Kirsten Sharaf / Roundup
“Kirsten is hung over but had a great weekend and is now cozy in bed with him,” is what my status on Facebook currently reads. If you didn’t know me, you could draw all sorts of conclusions from it.
Of course, I like to go out with my friends and party, and spending time with my boyfriend is very important to me, but it does not define how I am professionally nor academically.
Universities as well as employers have taken it upon themselves to now request that a prospective student or employee list a link to their Facebook and MySpace on their application. Colleges are sifting through the rubble of party students to make sure they give scholarships to those who will uphold the academic standards of the school.
Who is to say that a person who enjoys their weekends or an occasional drink is ill-equipped to take on that scholastic pressure?
I pride myself on upholding a GPA that is consistently above a 3.0, but my Facebook would suggest otherwise when just looked upon superficially.
Universities are not the only ones guilty of spying.
Corporate companies are also taking the “peeping tom” approach and requesting this information. Should an employer judge you based on that one night you went out and took some risqué pictures?
It is extremely unethical to judge a person’s social life by a networking site and it is total invasion of privacy. Facebook and MySpace were created to allow students, specifically college students, to mingle and interact with each other.

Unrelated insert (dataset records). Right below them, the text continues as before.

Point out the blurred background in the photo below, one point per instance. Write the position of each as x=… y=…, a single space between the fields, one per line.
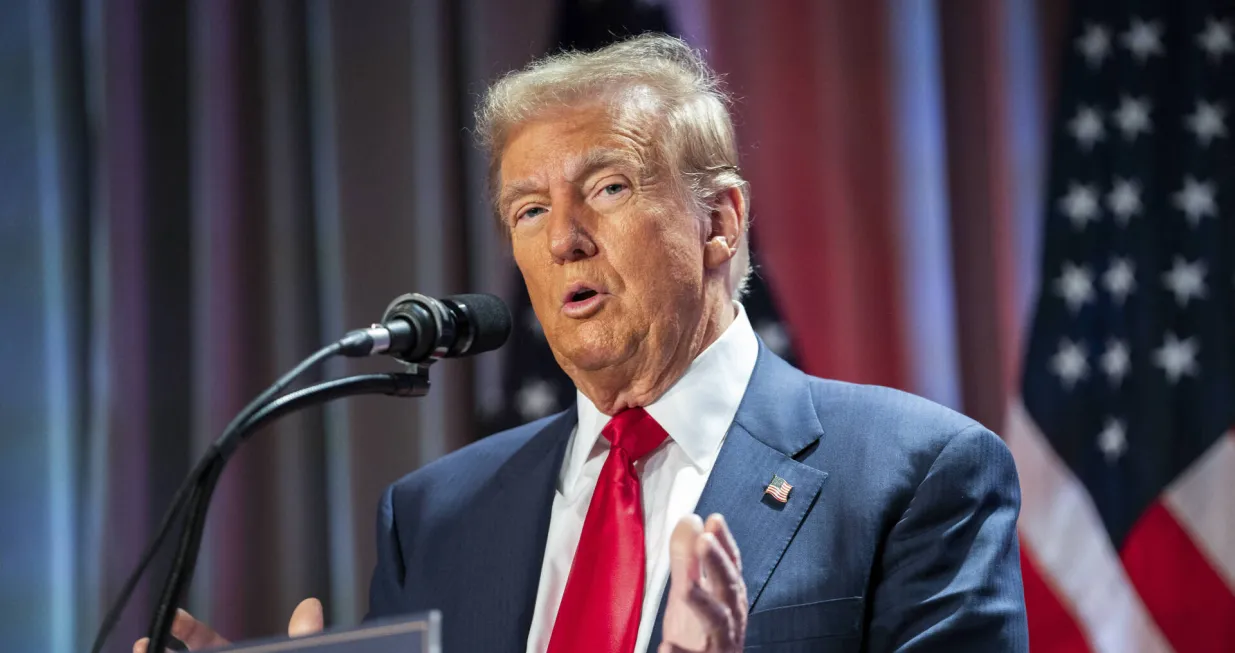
x=1020 y=209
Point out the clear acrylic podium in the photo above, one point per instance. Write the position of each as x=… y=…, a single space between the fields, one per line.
x=410 y=633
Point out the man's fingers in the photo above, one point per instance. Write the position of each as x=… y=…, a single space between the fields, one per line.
x=306 y=619
x=683 y=562
x=718 y=527
x=716 y=619
x=724 y=580
x=194 y=633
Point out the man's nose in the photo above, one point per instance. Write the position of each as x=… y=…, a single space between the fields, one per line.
x=569 y=236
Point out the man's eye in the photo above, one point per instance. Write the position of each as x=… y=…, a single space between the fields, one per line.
x=531 y=212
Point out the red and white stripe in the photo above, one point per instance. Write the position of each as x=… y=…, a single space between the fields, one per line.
x=1171 y=588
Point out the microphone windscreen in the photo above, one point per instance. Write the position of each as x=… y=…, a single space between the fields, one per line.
x=488 y=317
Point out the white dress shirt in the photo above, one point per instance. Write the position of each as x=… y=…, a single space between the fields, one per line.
x=695 y=412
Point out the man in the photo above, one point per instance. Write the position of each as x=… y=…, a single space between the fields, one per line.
x=840 y=517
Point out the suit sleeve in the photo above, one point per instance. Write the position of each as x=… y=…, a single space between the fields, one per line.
x=385 y=588
x=950 y=572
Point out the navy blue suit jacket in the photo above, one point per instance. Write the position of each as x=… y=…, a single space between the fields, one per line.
x=899 y=532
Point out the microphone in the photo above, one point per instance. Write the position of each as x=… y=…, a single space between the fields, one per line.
x=419 y=330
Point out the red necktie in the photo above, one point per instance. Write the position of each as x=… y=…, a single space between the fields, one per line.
x=604 y=593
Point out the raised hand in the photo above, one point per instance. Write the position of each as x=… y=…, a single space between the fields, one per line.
x=707 y=605
x=306 y=619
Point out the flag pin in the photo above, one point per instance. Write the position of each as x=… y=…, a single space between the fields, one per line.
x=778 y=489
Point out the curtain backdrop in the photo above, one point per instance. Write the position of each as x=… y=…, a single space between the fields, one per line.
x=199 y=194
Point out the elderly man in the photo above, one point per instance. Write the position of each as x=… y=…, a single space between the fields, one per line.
x=839 y=517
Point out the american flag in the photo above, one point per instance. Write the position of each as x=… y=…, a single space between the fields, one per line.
x=778 y=489
x=532 y=383
x=1123 y=428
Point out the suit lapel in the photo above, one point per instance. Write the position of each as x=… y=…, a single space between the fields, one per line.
x=774 y=422
x=509 y=565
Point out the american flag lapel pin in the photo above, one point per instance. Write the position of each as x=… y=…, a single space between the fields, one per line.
x=778 y=489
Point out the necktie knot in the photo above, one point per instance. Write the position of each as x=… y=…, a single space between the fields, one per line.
x=635 y=432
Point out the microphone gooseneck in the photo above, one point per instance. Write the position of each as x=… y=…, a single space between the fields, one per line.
x=415 y=328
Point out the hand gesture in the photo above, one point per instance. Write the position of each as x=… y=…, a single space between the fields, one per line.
x=306 y=619
x=707 y=606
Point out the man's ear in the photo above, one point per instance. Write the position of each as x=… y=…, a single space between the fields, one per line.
x=725 y=224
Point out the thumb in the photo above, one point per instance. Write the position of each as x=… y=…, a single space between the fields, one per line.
x=306 y=619
x=683 y=559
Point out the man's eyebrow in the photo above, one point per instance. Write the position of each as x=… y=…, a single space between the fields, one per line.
x=597 y=158
x=516 y=189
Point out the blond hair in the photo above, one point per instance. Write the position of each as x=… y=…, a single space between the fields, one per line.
x=697 y=141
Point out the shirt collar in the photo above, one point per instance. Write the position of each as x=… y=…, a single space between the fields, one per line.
x=695 y=411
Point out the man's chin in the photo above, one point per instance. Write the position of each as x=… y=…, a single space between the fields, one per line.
x=587 y=354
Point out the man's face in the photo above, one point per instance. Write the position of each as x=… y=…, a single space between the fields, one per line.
x=609 y=248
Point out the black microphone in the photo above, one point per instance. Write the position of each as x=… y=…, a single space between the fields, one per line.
x=419 y=330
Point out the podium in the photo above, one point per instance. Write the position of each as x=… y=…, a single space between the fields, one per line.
x=411 y=633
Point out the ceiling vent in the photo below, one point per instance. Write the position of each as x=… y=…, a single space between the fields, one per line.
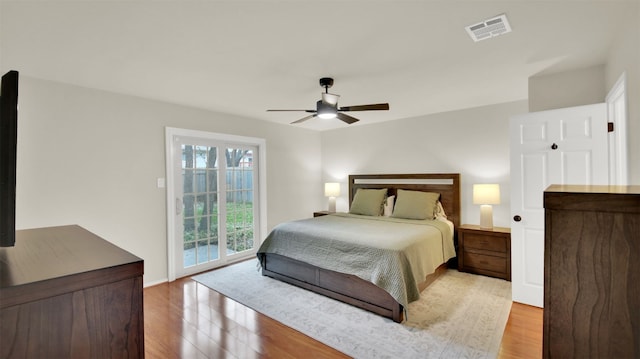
x=489 y=28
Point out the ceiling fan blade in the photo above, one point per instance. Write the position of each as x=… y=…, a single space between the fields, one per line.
x=303 y=119
x=372 y=107
x=330 y=98
x=346 y=118
x=293 y=110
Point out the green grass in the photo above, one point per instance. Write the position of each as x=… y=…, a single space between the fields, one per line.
x=239 y=226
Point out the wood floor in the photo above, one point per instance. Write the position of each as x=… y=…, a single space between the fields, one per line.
x=185 y=319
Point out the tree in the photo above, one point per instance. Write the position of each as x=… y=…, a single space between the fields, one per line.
x=187 y=152
x=212 y=188
x=234 y=156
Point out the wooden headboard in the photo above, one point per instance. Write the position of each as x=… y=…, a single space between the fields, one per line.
x=447 y=184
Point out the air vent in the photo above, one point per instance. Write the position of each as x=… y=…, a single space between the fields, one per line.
x=489 y=28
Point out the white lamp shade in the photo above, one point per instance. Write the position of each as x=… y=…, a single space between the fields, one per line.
x=486 y=194
x=332 y=189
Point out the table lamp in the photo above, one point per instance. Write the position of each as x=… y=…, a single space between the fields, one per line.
x=486 y=195
x=332 y=190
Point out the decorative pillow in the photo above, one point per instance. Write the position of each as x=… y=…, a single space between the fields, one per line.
x=415 y=204
x=440 y=210
x=368 y=202
x=388 y=206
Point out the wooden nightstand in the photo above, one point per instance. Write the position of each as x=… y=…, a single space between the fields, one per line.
x=485 y=251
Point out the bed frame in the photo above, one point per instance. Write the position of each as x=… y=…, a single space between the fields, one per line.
x=354 y=290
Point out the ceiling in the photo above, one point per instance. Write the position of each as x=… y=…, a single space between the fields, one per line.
x=243 y=57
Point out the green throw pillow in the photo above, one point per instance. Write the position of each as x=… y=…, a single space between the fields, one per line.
x=415 y=204
x=368 y=202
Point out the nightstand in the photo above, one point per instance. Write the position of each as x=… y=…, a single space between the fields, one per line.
x=485 y=251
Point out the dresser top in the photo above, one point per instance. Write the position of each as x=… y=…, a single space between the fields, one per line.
x=634 y=189
x=46 y=253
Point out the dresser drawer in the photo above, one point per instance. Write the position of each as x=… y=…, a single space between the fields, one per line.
x=485 y=242
x=485 y=262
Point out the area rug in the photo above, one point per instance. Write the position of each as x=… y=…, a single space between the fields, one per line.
x=460 y=315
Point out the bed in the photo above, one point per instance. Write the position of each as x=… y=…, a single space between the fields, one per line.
x=376 y=276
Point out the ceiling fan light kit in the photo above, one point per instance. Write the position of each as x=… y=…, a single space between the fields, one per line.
x=327 y=107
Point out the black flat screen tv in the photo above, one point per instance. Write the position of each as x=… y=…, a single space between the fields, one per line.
x=8 y=151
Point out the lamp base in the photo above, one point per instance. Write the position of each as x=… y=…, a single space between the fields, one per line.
x=486 y=216
x=332 y=204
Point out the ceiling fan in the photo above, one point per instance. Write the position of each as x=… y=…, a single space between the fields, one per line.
x=327 y=107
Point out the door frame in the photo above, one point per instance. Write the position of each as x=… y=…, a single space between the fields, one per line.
x=170 y=134
x=617 y=114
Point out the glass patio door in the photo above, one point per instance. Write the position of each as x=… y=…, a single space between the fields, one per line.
x=216 y=214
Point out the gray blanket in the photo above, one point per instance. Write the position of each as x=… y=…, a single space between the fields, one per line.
x=394 y=254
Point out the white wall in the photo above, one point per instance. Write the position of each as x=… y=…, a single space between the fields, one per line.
x=624 y=57
x=92 y=158
x=567 y=89
x=473 y=142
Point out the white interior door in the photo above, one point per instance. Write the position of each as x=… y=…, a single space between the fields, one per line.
x=565 y=146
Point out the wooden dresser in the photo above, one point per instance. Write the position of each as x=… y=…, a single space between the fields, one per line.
x=67 y=293
x=592 y=272
x=485 y=251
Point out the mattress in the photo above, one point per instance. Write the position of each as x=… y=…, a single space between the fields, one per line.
x=393 y=253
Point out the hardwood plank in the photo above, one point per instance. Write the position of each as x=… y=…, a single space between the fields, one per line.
x=522 y=336
x=184 y=319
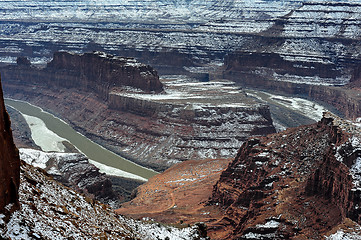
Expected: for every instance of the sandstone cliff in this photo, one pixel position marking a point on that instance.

It is a place to showcase memories and broadcast the fun you are having. It is in no way meant to lend itself as a spying tool. Members of these online services are given the option of deciding whether they want to keep their profile private, which allows only their friends to see it, or publicize it for anyone to view.
I created my accounts to keep in touch with friends, so my profiles have always been private — reassuring that only they see it. A public profile would ensure that strangers could keep tabs on everything I do and could potentially result in some unwanted attention from random viewers.
With the amount of college applications filed each year, it makes you wonder how the staff is capable of finding the time to do such research. They should be more concerned with the grades you are upholding and what you have to offer them.
Personal and professional lives should be kept apart. This world is full of enough judgment and we do not need to fuel that fire by allowing someone to pre-judge another person before they have met them.
This country fought for our right to free speech and we should take advantage of it. If a college could throw out all of my academic accomplishments due to a silly picture and occasional profanity, then I wouldn’t want to represent their school anyway.